Publisher: Routledge
ISBN: 1317565576
Category : Literary Criticism
Languages : en
Pages : 243
Book Description
This volume engages critically with the recent and ongoing consolidation of "world literature" as a paradigm of study. On the basis of an extended, active, and ultimately more literary sense of what it means to institute world literature, it views processes of institutionalization not as limitations, but as challenges to understand how literature may simultaneously function as an enabling and exclusionary world of its own. It starts from the observation that literature is never simply a given, but is always performatively and materially instituted by translators, publishers, academies and academics, critics, and readers, as well as authors themselves. This volume therefore substantiates, refines, as well as interrogates current approaches to world literature, such as those developed by David Damrosch, Pascale Casanova, and Emily Apter. Sections focus on the poetics of writers themselves, market dynamics, postcolonial negotiations of discrete archives of literature, and translation, engaging a range of related disciplines. The chapters contribute to a fresh understanding of how singular literary works become inserted in transnational systems and, conversely, how transnational and institutional dimensions of literature are inflected in literary works.
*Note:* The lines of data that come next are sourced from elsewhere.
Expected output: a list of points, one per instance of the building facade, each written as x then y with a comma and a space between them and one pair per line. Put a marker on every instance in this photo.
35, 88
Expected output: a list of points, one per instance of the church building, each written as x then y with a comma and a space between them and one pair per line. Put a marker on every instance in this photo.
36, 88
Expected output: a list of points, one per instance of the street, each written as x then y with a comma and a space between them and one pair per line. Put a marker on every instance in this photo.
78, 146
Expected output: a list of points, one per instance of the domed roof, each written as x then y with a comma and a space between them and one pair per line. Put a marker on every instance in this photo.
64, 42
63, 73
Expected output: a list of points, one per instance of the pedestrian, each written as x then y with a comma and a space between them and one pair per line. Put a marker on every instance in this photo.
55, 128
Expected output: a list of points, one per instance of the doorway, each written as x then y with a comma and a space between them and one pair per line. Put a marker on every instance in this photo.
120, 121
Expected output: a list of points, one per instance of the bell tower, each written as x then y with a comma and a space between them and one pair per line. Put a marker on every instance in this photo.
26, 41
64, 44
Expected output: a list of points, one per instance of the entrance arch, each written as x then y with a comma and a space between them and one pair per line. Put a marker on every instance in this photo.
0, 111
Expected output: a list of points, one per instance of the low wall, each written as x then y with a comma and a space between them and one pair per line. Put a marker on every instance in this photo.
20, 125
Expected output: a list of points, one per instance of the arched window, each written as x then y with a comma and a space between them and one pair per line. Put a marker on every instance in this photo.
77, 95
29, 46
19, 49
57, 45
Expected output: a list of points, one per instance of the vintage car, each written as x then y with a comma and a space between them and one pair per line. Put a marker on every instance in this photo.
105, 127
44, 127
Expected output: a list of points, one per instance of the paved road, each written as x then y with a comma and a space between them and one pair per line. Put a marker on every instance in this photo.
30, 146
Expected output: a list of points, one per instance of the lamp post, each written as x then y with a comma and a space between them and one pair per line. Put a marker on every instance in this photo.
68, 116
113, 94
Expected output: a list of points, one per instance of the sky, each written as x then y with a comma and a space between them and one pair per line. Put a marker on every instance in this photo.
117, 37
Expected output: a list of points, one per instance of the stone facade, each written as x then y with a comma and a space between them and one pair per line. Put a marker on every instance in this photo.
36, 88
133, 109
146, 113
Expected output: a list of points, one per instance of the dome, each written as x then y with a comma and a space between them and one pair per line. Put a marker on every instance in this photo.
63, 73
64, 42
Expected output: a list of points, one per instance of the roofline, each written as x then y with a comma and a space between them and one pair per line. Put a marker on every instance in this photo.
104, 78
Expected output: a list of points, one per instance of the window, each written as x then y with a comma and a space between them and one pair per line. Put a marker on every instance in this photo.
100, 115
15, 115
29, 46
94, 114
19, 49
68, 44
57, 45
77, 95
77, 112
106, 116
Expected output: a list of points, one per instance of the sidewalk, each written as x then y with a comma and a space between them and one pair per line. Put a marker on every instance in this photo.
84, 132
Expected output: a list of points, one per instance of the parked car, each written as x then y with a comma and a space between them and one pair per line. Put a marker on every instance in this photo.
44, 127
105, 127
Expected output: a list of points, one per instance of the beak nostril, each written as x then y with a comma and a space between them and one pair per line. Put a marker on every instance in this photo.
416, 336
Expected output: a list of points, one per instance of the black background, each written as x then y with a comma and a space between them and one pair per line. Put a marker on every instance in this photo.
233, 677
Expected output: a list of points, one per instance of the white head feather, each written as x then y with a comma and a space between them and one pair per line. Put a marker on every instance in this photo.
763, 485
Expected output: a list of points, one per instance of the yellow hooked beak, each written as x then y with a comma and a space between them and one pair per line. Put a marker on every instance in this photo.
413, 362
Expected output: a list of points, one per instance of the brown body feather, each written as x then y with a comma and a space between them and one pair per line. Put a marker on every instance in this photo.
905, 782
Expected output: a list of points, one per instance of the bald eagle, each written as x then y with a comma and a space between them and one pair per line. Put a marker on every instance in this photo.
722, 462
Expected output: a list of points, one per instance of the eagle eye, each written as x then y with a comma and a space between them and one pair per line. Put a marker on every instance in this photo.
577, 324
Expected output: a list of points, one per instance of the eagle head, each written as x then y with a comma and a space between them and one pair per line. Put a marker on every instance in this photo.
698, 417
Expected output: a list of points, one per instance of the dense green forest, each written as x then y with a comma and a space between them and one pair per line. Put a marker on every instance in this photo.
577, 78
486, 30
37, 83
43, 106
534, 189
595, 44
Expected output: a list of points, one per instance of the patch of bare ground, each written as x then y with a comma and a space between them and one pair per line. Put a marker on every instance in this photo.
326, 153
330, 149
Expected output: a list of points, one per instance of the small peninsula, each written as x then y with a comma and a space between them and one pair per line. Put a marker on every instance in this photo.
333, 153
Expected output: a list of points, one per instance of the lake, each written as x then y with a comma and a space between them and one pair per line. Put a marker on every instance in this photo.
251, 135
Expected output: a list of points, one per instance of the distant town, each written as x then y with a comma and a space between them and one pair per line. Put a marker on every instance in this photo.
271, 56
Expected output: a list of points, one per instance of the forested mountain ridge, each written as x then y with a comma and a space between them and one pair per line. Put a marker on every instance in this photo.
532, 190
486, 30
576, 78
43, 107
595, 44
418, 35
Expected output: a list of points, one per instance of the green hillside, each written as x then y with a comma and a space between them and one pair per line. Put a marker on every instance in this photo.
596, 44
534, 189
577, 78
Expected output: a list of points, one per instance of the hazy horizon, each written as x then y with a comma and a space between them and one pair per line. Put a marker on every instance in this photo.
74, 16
Focusing its methodological and theoretical inquiries on a broad archive of texts spanning the triangle Europe-Latin America-Africa, the volume unsettles North America as the self-evident vantage of recent world literature debates. Because of the volume’s focus on dialogues between world literature and fields such as postcolonial studies, translation studies, book history, and transnational studies, it will be of interest to scholars and students in a range of areas.